Then after WWI there was the Red Scare, when people lined up like sheep behind the government while it illegally rounded up thousands, and deported hundreds, of recent immigrants from Eastern Europe.
Then after WW2 there was another Red Scare, ushered in by Joseph McCarthy, with more people's lives ruined by government actions that were illegal and reprehensible. Following that we had Hoover's FBI going nuts about the anti-war and civil rights movements in the 60s, doing things like trying to blackmail Martin Luther King Jr. into suicide with threats to send his wife info on his affairs.
Just after 9/11, our government summarily locked up hundreds of Americans of middle eastern descent without evidence or due process, and ended up letting them go and never charging even one of them with any offense related to terrorism or conspiracy.
The good news is that each time so far, in the years afterward (too soon to say in the case of 9/11 and the Bush administration's blitzkrieg against civil liberties) there has been a public backlash, and the checks and balances of the legal system have been strengthened. The bad news is that when a new wave of hysteria hits, too many are ready to ignore the laws no matter what they say.


message 25: by Lisa (new)

Lisa (lisavaas) Wonderful post, James, thank you. After reading Naomi Wolf's "An End to America," I worry that post-9/11, the pendulum has swung so far toward totalitarianism and contempt for human rights/the Constitution that we might never see it swing fully back.
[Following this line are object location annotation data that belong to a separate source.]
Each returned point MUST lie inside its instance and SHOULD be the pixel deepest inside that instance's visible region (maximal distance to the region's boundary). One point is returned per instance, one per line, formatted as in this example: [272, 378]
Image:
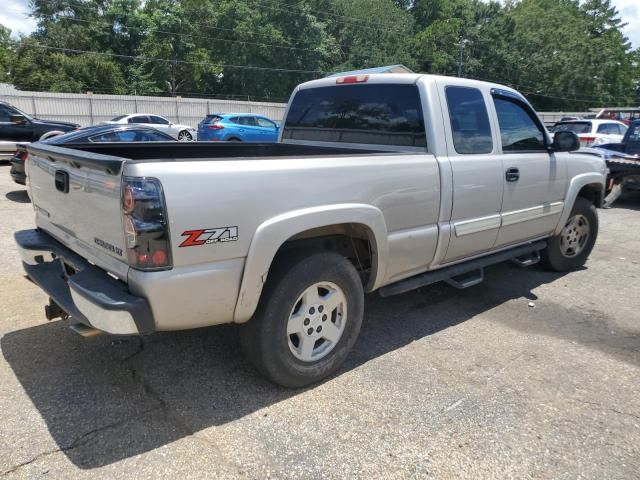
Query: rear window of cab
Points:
[379, 114]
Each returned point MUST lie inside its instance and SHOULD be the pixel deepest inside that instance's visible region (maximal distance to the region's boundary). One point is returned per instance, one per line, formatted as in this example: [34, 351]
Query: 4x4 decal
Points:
[206, 236]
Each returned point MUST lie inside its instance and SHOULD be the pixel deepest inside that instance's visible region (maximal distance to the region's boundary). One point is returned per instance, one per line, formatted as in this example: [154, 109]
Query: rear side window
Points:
[380, 114]
[159, 120]
[263, 122]
[518, 129]
[469, 121]
[575, 127]
[139, 119]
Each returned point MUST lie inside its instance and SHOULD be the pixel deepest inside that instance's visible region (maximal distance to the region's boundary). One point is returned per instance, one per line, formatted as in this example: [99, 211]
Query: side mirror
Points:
[565, 142]
[18, 119]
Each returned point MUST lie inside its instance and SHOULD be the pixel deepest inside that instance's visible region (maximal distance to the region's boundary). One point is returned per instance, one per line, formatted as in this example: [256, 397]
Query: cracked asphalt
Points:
[442, 384]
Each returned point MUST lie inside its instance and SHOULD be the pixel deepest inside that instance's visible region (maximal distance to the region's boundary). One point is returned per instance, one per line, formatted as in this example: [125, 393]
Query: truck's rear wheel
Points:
[308, 319]
[571, 248]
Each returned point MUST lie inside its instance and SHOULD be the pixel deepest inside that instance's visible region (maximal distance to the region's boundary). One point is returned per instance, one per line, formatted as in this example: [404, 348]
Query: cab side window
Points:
[518, 130]
[5, 113]
[469, 121]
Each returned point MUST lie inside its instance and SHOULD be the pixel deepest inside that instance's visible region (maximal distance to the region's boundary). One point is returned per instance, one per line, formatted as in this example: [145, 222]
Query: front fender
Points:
[273, 233]
[575, 185]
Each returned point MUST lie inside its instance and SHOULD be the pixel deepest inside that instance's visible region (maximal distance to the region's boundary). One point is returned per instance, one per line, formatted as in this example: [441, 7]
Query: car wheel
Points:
[571, 248]
[185, 136]
[308, 319]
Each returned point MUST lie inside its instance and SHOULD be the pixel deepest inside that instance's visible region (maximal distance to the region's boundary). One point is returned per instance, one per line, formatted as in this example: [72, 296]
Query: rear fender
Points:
[575, 185]
[273, 233]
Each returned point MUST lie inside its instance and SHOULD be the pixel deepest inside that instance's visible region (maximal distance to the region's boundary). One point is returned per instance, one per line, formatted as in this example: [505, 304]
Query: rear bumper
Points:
[85, 292]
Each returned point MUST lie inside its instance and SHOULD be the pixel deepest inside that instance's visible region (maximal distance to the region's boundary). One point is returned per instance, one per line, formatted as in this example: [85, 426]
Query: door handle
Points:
[512, 174]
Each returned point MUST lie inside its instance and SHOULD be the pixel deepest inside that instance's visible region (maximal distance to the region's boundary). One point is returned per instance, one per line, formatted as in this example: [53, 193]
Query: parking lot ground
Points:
[528, 375]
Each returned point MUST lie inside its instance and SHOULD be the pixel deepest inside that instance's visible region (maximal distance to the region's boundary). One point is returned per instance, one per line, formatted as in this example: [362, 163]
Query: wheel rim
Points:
[574, 236]
[316, 322]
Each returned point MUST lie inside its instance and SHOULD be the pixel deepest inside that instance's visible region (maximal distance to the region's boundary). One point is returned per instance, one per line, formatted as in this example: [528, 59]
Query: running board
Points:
[452, 274]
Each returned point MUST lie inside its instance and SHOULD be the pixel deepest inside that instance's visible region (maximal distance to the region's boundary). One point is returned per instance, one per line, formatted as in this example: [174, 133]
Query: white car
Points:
[182, 133]
[593, 132]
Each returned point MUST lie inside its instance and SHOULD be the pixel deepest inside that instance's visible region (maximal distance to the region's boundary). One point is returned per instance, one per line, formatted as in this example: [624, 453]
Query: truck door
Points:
[534, 179]
[476, 169]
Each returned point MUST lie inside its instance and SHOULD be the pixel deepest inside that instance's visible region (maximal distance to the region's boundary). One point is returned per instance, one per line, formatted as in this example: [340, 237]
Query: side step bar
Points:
[524, 255]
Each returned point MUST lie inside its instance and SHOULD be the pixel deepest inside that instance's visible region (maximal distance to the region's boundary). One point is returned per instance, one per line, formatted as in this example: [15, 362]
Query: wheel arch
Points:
[586, 185]
[308, 225]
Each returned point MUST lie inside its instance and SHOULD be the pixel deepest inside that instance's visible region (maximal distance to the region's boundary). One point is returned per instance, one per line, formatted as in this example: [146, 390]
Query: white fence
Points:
[88, 109]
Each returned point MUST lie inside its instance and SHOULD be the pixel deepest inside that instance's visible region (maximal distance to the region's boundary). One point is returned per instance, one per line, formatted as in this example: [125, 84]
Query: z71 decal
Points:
[206, 236]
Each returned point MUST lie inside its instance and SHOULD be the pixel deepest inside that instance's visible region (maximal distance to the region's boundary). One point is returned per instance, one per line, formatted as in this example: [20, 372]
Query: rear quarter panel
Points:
[242, 195]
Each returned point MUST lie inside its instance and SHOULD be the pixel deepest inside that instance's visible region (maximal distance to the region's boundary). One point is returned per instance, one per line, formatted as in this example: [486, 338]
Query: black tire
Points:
[264, 338]
[553, 256]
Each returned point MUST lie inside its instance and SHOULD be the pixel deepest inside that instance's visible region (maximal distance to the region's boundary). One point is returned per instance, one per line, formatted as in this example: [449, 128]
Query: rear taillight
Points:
[146, 228]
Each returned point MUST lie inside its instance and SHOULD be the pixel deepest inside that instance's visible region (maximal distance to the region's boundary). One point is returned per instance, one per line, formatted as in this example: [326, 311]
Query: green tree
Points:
[7, 53]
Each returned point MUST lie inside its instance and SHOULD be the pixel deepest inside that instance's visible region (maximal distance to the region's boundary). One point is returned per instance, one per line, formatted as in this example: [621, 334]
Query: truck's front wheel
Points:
[308, 320]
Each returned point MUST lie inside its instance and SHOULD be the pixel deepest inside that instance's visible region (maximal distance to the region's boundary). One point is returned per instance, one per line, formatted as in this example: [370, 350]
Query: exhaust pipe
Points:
[84, 330]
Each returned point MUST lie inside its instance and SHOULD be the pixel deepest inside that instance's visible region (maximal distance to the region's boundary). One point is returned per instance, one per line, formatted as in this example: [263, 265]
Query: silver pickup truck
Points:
[384, 182]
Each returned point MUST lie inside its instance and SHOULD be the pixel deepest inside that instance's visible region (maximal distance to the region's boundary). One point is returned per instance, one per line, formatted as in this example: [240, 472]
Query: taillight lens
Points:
[146, 227]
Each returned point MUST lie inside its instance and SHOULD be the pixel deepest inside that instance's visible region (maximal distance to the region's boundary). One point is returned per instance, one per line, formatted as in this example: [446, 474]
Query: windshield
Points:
[575, 127]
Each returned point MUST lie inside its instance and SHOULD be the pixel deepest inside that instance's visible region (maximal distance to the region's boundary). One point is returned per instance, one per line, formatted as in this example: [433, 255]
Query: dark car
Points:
[17, 126]
[623, 162]
[97, 134]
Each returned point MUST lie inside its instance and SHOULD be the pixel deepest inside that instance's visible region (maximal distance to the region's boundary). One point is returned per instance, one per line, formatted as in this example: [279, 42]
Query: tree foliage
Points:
[563, 54]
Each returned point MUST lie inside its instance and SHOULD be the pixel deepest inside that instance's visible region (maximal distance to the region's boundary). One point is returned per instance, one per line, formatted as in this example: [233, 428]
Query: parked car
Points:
[384, 182]
[623, 162]
[16, 126]
[593, 132]
[182, 133]
[96, 134]
[237, 127]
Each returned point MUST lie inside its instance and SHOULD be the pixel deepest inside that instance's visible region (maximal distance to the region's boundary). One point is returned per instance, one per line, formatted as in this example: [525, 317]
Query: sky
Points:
[13, 14]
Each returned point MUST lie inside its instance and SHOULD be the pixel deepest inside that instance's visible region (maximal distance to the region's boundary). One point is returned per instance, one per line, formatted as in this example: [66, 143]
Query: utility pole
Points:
[462, 43]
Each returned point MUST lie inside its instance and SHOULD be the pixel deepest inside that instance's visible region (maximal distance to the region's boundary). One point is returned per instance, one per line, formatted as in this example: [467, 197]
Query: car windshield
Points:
[211, 119]
[575, 127]
[634, 133]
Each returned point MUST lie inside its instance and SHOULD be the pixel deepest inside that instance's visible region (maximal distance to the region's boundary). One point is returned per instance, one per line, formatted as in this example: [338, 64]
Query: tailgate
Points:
[76, 197]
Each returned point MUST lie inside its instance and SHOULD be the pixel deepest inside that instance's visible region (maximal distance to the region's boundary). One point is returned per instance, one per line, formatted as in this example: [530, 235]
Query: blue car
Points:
[237, 127]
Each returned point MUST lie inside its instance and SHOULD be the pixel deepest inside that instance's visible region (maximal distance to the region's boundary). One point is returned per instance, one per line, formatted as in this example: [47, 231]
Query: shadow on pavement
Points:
[19, 196]
[110, 398]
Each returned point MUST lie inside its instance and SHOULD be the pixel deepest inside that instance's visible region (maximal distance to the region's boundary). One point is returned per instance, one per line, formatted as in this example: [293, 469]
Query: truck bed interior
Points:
[174, 151]
[109, 157]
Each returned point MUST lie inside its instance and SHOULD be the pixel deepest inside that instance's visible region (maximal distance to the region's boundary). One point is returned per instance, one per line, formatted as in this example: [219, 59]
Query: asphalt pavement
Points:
[529, 375]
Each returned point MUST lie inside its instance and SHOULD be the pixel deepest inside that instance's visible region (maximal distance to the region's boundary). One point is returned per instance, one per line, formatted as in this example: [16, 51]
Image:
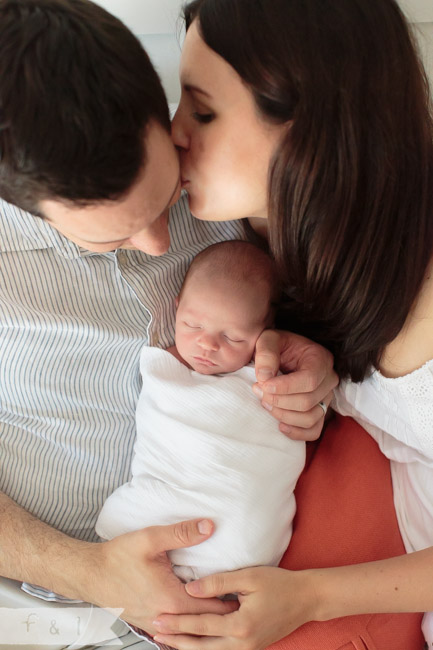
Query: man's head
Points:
[226, 301]
[84, 124]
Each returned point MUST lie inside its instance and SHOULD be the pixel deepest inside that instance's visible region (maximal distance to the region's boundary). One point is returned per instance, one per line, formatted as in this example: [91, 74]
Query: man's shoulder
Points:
[186, 230]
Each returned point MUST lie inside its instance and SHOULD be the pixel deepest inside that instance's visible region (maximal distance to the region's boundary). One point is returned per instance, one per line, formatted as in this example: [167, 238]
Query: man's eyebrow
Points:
[191, 88]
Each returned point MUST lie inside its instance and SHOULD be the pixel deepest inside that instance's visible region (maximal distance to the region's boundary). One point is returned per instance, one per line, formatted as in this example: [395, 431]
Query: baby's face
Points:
[217, 326]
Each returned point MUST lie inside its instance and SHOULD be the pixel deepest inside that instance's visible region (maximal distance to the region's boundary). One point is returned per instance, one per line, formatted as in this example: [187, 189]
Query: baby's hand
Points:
[298, 399]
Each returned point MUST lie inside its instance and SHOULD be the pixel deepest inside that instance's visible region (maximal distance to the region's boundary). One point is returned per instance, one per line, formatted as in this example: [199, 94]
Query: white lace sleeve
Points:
[402, 408]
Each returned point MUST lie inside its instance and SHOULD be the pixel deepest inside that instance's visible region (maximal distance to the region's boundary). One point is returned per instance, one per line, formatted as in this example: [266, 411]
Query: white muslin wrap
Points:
[207, 448]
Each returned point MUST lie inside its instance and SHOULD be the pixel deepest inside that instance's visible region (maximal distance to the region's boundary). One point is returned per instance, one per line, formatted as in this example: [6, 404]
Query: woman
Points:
[312, 119]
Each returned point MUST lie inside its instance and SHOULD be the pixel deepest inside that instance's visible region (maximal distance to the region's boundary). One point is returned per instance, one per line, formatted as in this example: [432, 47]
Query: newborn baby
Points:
[205, 446]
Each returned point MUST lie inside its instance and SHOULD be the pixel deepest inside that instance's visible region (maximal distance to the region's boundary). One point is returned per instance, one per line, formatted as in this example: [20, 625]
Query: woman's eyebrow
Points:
[196, 89]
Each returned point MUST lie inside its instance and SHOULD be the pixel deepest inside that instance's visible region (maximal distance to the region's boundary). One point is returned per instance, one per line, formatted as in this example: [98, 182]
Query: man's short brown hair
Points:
[77, 91]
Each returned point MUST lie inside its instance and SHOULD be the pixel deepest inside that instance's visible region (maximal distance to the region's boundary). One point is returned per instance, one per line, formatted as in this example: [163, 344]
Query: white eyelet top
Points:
[398, 413]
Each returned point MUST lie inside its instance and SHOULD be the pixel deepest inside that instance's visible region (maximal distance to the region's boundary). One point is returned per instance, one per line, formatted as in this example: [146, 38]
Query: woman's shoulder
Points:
[413, 346]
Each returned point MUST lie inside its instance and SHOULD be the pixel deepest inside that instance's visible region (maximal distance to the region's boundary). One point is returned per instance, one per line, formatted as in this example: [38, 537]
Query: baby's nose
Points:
[208, 342]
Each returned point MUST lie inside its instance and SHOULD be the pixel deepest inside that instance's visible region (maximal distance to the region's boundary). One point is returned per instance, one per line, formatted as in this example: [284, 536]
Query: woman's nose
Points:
[178, 130]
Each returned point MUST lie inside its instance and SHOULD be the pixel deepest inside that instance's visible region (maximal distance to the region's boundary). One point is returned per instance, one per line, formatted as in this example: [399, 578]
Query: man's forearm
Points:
[32, 551]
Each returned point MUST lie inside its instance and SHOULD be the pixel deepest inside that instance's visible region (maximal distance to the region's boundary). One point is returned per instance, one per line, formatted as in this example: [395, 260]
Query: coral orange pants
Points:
[346, 516]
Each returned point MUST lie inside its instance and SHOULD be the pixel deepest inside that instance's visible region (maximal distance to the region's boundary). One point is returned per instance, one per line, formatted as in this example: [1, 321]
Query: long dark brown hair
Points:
[351, 185]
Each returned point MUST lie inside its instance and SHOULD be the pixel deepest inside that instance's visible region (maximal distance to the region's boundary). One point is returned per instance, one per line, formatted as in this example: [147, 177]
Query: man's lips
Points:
[206, 362]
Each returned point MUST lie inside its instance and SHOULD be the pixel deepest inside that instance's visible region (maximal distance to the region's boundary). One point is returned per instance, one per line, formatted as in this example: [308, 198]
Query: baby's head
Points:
[226, 301]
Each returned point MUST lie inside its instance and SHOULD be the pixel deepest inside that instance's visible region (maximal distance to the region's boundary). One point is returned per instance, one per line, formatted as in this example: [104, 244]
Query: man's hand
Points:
[293, 398]
[133, 572]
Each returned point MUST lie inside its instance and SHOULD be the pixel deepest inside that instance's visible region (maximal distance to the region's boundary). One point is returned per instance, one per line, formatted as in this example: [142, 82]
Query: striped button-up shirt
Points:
[72, 324]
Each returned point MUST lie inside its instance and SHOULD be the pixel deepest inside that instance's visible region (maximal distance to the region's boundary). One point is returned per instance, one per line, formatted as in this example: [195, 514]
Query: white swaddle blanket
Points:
[206, 448]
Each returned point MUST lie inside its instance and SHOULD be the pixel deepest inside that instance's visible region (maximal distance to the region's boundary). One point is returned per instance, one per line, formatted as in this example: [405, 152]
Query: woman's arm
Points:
[400, 584]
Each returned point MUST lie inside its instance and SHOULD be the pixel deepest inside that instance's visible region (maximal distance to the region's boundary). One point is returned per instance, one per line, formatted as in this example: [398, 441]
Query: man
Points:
[88, 174]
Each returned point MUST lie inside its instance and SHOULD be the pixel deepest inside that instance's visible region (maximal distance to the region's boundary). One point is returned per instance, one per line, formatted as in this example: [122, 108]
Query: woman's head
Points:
[349, 179]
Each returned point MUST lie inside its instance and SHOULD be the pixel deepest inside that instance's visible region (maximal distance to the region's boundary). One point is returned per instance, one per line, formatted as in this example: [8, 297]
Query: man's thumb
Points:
[182, 534]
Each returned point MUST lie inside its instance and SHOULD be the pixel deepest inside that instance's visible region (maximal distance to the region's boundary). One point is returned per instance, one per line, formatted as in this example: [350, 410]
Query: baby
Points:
[205, 446]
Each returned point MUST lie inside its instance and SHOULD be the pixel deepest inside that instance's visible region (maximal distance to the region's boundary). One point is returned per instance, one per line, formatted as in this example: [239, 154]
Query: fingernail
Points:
[204, 527]
[264, 373]
[193, 588]
[257, 391]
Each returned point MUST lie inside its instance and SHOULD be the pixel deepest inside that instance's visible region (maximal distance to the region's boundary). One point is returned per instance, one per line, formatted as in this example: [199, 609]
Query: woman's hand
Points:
[273, 603]
[294, 398]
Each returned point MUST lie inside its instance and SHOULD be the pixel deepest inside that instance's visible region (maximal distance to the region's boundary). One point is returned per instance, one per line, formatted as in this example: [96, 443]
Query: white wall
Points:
[156, 23]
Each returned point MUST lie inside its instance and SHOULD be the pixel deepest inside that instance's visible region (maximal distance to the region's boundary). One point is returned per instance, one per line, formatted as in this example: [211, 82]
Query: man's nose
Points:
[153, 240]
[208, 342]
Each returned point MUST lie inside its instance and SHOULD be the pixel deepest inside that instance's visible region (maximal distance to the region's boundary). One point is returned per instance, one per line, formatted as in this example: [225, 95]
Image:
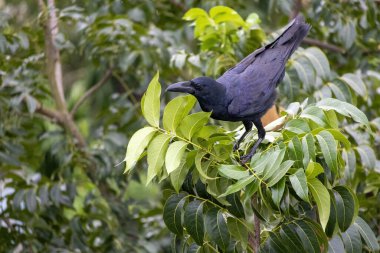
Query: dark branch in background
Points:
[324, 45]
[54, 71]
[92, 90]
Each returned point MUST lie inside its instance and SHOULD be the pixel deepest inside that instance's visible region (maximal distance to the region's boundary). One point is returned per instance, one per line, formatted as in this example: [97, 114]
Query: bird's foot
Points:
[245, 158]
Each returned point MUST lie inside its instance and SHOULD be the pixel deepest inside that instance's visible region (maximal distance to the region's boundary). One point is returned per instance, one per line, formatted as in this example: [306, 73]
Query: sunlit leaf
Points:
[137, 145]
[151, 104]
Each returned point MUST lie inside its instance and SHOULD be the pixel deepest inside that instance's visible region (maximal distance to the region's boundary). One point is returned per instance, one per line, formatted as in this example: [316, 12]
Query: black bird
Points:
[246, 91]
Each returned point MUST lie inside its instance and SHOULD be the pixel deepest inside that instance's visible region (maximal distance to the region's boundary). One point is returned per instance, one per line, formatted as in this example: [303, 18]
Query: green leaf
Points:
[343, 108]
[299, 184]
[356, 83]
[308, 149]
[345, 207]
[291, 238]
[172, 213]
[193, 221]
[329, 149]
[336, 245]
[233, 171]
[176, 110]
[31, 201]
[280, 173]
[275, 160]
[238, 231]
[322, 199]
[367, 156]
[174, 155]
[278, 191]
[352, 241]
[156, 154]
[217, 229]
[313, 170]
[193, 123]
[367, 234]
[315, 114]
[194, 13]
[238, 185]
[308, 236]
[150, 106]
[236, 207]
[340, 137]
[177, 177]
[295, 151]
[137, 145]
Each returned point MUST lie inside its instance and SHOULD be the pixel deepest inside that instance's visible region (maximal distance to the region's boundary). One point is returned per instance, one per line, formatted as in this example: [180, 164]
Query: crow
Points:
[246, 91]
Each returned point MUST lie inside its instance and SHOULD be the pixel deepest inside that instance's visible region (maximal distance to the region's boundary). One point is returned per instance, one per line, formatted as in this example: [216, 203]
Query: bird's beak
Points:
[184, 87]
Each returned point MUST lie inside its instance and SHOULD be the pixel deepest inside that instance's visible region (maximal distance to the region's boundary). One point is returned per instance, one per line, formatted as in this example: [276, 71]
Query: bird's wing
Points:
[253, 91]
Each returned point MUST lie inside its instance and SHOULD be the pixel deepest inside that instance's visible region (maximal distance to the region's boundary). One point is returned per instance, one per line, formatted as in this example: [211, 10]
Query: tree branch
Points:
[91, 91]
[325, 45]
[54, 69]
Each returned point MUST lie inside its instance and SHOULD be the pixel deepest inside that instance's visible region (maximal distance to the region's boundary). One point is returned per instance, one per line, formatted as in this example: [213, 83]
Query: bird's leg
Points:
[248, 127]
[261, 134]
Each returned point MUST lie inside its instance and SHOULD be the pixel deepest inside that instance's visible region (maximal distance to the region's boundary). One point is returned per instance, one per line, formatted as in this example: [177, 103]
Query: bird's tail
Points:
[292, 36]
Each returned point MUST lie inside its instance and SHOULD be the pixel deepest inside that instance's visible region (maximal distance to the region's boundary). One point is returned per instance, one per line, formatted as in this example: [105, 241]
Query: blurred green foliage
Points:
[55, 196]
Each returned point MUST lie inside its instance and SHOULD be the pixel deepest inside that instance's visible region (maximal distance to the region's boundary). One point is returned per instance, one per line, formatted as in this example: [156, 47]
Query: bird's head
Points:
[200, 87]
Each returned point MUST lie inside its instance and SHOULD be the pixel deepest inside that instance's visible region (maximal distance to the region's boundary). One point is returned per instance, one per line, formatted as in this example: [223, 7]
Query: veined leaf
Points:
[329, 149]
[352, 241]
[367, 234]
[299, 184]
[340, 137]
[137, 145]
[313, 170]
[278, 191]
[176, 110]
[233, 171]
[355, 83]
[194, 13]
[177, 177]
[238, 231]
[193, 221]
[172, 213]
[315, 114]
[295, 151]
[336, 245]
[174, 155]
[156, 154]
[280, 173]
[275, 160]
[150, 106]
[322, 199]
[345, 205]
[193, 123]
[238, 185]
[217, 229]
[343, 108]
[308, 149]
[367, 156]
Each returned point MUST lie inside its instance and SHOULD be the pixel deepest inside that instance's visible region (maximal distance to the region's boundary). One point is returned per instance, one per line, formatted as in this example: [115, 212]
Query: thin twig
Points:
[54, 72]
[91, 91]
[325, 45]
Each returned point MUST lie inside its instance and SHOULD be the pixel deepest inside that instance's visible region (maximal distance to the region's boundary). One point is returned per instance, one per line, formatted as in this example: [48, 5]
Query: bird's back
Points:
[251, 84]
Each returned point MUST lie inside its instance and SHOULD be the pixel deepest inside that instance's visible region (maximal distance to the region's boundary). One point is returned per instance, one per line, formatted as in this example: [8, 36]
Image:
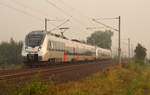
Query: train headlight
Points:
[39, 48]
[26, 48]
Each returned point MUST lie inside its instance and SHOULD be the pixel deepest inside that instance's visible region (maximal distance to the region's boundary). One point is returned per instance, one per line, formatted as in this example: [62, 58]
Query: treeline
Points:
[10, 52]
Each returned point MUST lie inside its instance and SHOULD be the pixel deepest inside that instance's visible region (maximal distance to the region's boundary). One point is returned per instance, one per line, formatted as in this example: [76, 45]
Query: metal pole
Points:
[129, 48]
[119, 48]
[46, 24]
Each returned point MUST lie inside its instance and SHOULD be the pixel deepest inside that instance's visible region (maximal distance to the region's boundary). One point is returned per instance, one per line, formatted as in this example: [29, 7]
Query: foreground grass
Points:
[130, 79]
[11, 66]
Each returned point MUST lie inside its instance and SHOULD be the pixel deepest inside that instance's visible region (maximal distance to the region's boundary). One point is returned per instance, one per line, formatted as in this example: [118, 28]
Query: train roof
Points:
[60, 36]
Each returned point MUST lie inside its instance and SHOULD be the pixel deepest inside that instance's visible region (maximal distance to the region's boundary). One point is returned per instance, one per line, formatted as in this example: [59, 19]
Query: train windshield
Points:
[34, 40]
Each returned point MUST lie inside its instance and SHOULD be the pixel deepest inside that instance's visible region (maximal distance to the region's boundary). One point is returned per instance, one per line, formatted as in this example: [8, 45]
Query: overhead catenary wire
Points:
[20, 11]
[73, 9]
[30, 8]
[105, 25]
[60, 25]
[64, 12]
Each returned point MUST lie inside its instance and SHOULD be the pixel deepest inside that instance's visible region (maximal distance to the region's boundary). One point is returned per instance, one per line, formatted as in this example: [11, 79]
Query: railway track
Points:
[44, 72]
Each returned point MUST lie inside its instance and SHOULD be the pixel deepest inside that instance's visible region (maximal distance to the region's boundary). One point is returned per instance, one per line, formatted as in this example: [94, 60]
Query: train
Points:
[42, 46]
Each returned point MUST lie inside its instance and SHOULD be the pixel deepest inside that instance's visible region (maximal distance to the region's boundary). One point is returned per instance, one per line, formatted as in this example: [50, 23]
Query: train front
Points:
[33, 47]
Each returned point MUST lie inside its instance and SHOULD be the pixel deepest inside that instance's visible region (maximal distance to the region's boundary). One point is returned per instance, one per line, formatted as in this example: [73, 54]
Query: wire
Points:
[104, 25]
[64, 12]
[73, 9]
[60, 25]
[25, 6]
[20, 11]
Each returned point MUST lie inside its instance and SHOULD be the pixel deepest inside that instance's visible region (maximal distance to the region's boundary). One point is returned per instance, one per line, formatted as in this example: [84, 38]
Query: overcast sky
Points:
[19, 17]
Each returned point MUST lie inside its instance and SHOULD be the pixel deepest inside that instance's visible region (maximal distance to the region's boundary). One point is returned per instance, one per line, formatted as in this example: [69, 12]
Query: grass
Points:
[11, 66]
[130, 79]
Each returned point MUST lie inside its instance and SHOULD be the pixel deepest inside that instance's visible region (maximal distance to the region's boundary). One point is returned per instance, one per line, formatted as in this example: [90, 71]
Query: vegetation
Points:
[131, 79]
[140, 52]
[34, 87]
[10, 53]
[101, 39]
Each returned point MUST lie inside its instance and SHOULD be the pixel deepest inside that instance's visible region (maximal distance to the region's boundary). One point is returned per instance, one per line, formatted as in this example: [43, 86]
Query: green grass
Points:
[132, 79]
[11, 66]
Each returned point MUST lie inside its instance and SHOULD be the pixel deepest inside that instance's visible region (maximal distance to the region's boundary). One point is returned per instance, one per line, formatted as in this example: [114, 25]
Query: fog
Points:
[19, 17]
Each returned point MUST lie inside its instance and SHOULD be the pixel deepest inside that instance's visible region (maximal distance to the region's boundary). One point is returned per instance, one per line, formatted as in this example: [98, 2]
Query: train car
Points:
[41, 46]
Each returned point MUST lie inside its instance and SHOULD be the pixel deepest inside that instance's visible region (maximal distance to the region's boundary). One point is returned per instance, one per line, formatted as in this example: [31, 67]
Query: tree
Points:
[10, 52]
[101, 39]
[140, 52]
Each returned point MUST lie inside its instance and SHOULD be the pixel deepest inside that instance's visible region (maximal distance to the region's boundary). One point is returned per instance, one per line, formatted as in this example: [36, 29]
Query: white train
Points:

message 26: by Shirley (new)

Shirley (discipleshirley) | 113 comments Just a thought... German hysteria was so bad that after wwI parents told them to be good or the Germans would get them......I guess we all are bogey men in someone's eyes. I go this first hand from my mother. My father has German ancestry and my grandfather asked my mother was she sure she wanted to marry a German.


message 27: by Lena (new)

Lena (Weathy) | 6 comments I think that more history books need to be written about the Founding Mothers and the First Ladies. They are a very important part of history.


message 28: by Count (new)

Count Jared | 39 comments Not least because they were compilers and documenters and journalists, and frequently wrote letters back and forth to their husbands overseas or in Philadelphia; it is all those written documents compiled, written and carefully stacked by Abigail Adams, Dolly Madison, Deborah Read, and passed down via the "presidential libraries" that all presidents wind up building now, that we know so much about the early days.


message 29: by Lena (new)

Lena (Weathy) | 6 comments I agree. These letters are indeed national treasures and from them we learn about the past.